Stock surged around the world on Monday, as investors looked optimistically signs the COVID-19 pandemic could be peaking.
Stocks traded higher throughout the session but were buoyed by a strong start to the trading day in the US.
Analysts pointed to the slowing growth of global COVID-19 cases and a deceleration in deaths linked to the novel coronavirus.
Global confirmed COVID-19 cases rose to 1.27 million over the weekend, according to John Hopkins University. However, the number of new cases recorded over the last 24 hours was the lowest in nearly three weeks, according to Deutsche Bank’s tracking project.
“With the spread of the virus appearing to slow down somewhat, at least in Europe and especially in Asia, risk appetite may improve slightly for the time being,” said Marc-André Fongern, head of foreign exchange spot and options at Fongern Global Forex.
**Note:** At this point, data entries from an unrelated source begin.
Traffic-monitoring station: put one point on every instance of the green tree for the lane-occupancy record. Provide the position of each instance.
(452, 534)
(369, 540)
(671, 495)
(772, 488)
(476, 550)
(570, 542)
Investors also pointed to deceleration in the number of deaths due to COVID-19. Saturday marked the first day since 17 March that coronavirus deaths globally grew by less than 10%.
“Italy, Spain, France, and Germany have all seen declining numbers,” said Naeem Aslam, chief market analyst at Avatrade.
“Some optimism does exist in New York’s death numbers too, but it may be premature to comment on anything further because the infection rate is still on the rise in New York.”
Optimism came despite UK prime minister Boris Johnson being admitted to hospital over the weekend due to COVID-19. US President Donald Trump also warned on Sunday that his nation faces a “rough two weeks” ahead.
“The UK and the US are a couple of weeks behind, thanks mostly to the incompetence of their governments, so daily deaths will continue to increase, albeit at a slowing pace,” Ian Shepherdson, chief economist at Pantheon Macroeconomics, wrote in a note sent to clients on Monday.
“We expect the peaks to be about 2,000 and 3-to-3,500, respectively, both by mid-to-late April.”